John Graves Simcoe [Wikipedia] (February 25, 1752 – October 26, 1806) was a British army general and the first Lieutenant Governor of Upper Canada from 1791 until 1796, and was a founding father of York (now Toronto) and the developement of Upper Canada. Due to ill health, he returned to Britain and lived (and died) in Exeter, his mother's birthplace. Simcoe was buried in Wolford Chapel on the Simcoe family estate near Honiton and has a memorial in Exeter Cathedral.

This copy of the map has come to the CHG from Canada. The original is held in the Non-Canadian Papers in the Simcoe Papers Collection. They were given by the Simcoes to the University of Toronto; The University of Toronto transferred them to the Archives of Ontario which have now moved to York University, still in Toronto. The map dates from the year that Simcoe resigned his post in Canada and, as a military man, perhaps had the maps drawn up of places he might visit. There is no known direct connection of Simcoe with Chudleigh.


OS 1st Edition (c1824)

Ordnance Survey maps were the result of the first ever national survey of England & Wales. From the late 1790s until 1874, surveyors covered every corner of a then mainly rural country. The maps recorded the landscape details with every farm, track, copse and hamlet, many of which would have been unchanged for centuries and reflecting ancient patterns of settlement dating back to Saxon times.

The first OS Old Series Edition – one-inch-to-the-mile (1:63,360 scale) – maps were first published between 1805 and 1874; most of southern England being completed by 1810, a third of England & Wales by 1822 but the complete set was not available until 1874. The Cornwall, Devon & Somerset maps were published in 1809.

"At intervals during the cutting of the copper plates, proofs were pulled to monitor the work ... It was also normal practice to to send the proofs into counties so that the spelling of place-names could be verified ... In 1808, a year before publication, we find Mudge sending General Morse 'five sheets of the Map of Devon, with parts of Somerset and Cornwall, the same being impressions from the Copper Plates in their present state'. (Ref. page 70)


An extract from the Ordnance Survey 1st Edition (Revision) of about 1824.

Although labelled Old Edition 1809, it is believed that the above Devon sheet is not earlier than the Revision (correcting errors and omissions in – and new features like canals and road since – the original surveys) of c1822–1834, as it shows the main road to Exeter via Harcombe Bends which was only created by the Exeter Turnpike Trust in 1822.

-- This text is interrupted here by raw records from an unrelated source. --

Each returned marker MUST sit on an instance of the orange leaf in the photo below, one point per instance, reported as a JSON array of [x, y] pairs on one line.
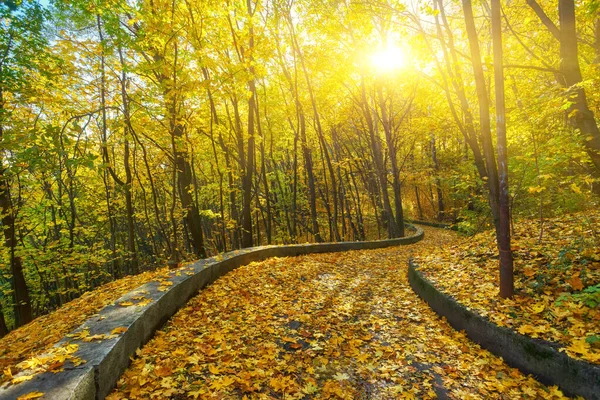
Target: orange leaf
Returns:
[[576, 283]]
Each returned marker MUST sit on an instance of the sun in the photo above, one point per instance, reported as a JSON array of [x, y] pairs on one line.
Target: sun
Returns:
[[389, 59]]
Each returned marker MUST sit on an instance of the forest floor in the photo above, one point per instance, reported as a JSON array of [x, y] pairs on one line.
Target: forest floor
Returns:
[[347, 325], [30, 341], [557, 280], [341, 325]]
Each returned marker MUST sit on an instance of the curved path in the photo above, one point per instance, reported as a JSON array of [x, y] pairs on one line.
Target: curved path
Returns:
[[341, 325]]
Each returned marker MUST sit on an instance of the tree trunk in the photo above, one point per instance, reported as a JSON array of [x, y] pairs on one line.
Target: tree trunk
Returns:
[[380, 168], [438, 181], [503, 230], [391, 145], [484, 112], [3, 327], [249, 167]]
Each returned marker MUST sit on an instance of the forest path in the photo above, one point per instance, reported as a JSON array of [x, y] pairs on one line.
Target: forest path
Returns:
[[339, 325]]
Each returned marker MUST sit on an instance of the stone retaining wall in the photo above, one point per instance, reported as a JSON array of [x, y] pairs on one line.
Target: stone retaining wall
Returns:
[[539, 358], [106, 360]]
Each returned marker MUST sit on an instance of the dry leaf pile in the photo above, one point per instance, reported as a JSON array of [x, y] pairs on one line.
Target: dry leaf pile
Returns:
[[557, 280], [328, 326], [21, 349]]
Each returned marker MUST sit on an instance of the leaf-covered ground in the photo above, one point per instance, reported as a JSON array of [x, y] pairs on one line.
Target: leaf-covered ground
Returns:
[[21, 348], [343, 325], [557, 280]]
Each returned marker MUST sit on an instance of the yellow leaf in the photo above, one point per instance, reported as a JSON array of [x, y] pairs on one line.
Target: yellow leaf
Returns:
[[538, 308], [576, 283], [120, 329], [20, 379], [32, 395]]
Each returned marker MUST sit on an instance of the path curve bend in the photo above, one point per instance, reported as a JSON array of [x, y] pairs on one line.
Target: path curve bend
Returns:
[[106, 360]]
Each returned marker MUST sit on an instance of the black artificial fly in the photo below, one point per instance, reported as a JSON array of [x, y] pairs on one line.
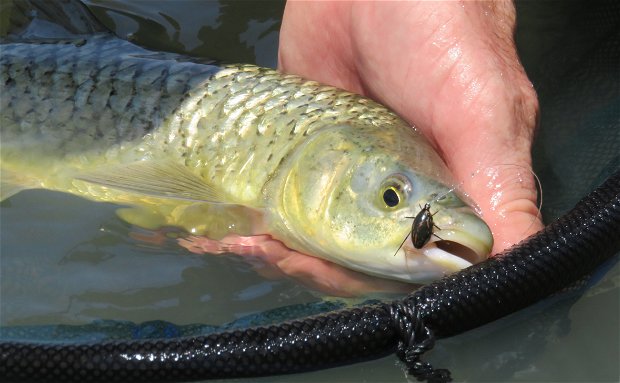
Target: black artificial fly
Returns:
[[421, 228]]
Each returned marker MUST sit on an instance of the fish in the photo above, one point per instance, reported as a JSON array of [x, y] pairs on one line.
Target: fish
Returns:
[[221, 149]]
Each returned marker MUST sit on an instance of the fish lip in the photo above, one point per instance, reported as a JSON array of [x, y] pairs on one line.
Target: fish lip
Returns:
[[455, 250]]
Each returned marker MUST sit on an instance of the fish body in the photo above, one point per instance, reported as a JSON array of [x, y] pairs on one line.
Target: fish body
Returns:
[[182, 142]]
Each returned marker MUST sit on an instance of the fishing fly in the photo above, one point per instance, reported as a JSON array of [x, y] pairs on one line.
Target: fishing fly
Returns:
[[421, 228]]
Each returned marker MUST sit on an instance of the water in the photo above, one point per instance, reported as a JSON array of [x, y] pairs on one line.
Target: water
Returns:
[[65, 260]]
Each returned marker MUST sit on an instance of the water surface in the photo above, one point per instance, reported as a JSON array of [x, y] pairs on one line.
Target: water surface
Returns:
[[65, 260]]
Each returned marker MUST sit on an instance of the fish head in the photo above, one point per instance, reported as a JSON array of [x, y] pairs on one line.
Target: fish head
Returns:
[[351, 196]]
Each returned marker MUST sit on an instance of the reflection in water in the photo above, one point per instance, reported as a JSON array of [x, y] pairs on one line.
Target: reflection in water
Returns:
[[74, 272], [229, 31]]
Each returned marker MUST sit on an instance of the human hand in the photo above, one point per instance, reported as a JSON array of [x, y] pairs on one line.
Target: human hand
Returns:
[[449, 68], [271, 259]]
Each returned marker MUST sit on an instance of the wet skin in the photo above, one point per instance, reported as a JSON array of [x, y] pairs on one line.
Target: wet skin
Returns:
[[449, 68]]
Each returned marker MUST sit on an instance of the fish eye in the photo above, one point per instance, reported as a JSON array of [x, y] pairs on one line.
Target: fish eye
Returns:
[[390, 197], [395, 190]]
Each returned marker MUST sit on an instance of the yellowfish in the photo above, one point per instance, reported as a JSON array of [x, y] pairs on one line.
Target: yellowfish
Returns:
[[239, 149]]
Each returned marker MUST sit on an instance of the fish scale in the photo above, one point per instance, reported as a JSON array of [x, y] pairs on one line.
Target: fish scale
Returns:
[[205, 148]]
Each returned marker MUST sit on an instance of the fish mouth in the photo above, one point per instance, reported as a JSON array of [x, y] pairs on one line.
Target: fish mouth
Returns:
[[452, 250]]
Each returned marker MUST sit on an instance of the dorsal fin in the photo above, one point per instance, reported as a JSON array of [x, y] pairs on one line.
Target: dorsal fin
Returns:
[[44, 19]]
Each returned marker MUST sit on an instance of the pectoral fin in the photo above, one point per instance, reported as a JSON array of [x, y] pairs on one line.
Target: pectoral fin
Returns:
[[12, 183], [157, 179]]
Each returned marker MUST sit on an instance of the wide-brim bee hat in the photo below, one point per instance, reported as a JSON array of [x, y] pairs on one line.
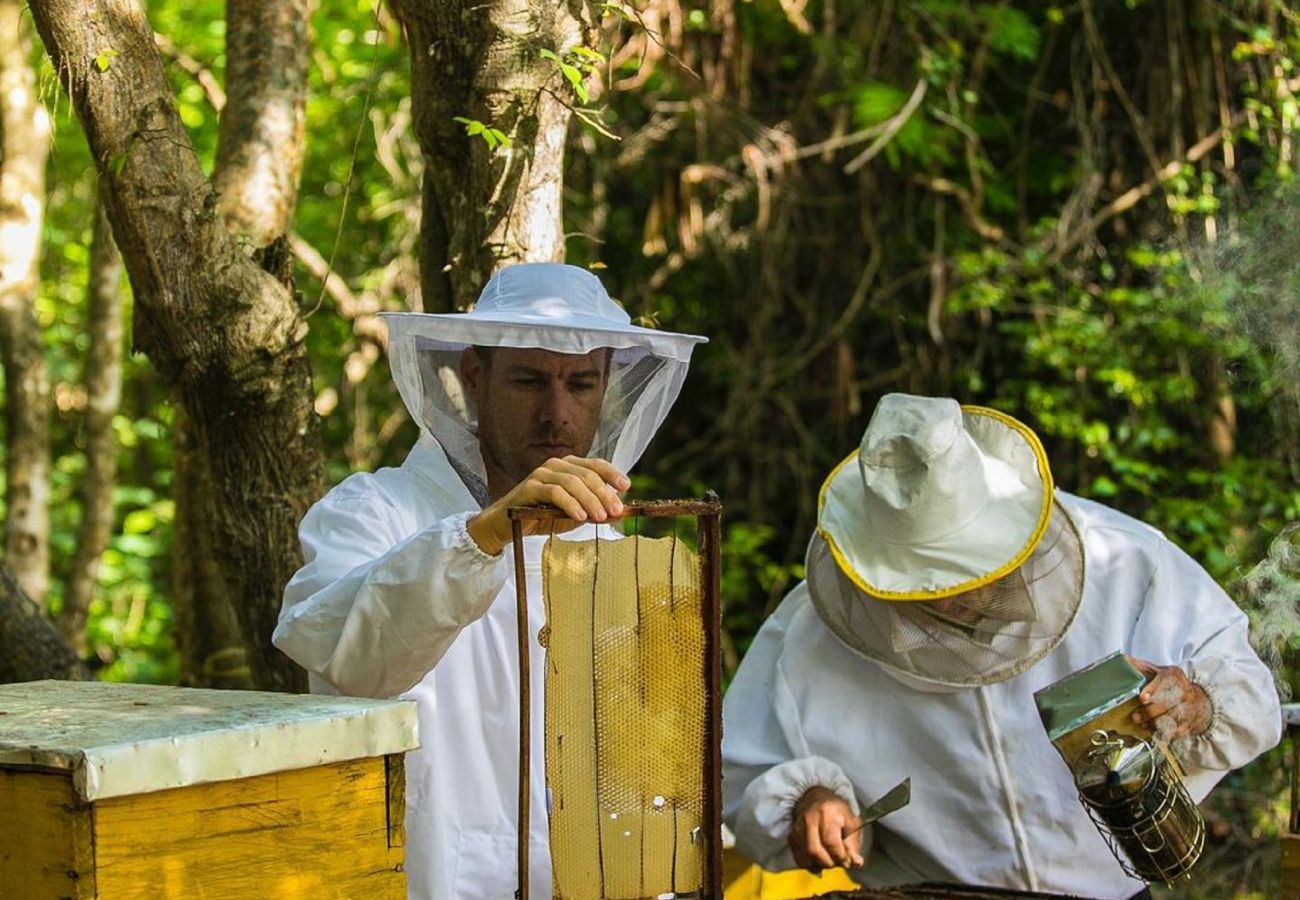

"The correction of imperfect work covering 18,000 square miles had been completed by 1834 when Colby reported on the progress ... He drew attention to the corrections that had been made to the old Devonshire map ... as well as many other alterations to the published plates to prevent the maps from becoming obsolete." (Ref. page 103)

The exact date is uncertain, but we infer from the OS histories that the above revised map sheets for Devon were published early in the period, around 1824.

Reference: A History of the Ordnance Survey by WA Seymoor (Ed), 1980. ( PDF copy freely available from the Ordnance Survey website)


Tithe (1838)


Detail of Chudleigh town centre from the 1838 tithe map

A tithe map indicates the ownership of all parish properties – whether building, field, orchard, etc – for tithe (tax) purposes. The Chudliegh tithe map of 1838 has a number against every such property and there was a companion Tithe Apportionment list, providing a 'look up table' to convert the numers on the map to the name of the owner of that property. The map is drawn on several sheets of velum glued togther, forming a complete parish map some 5 x 4 metres in size.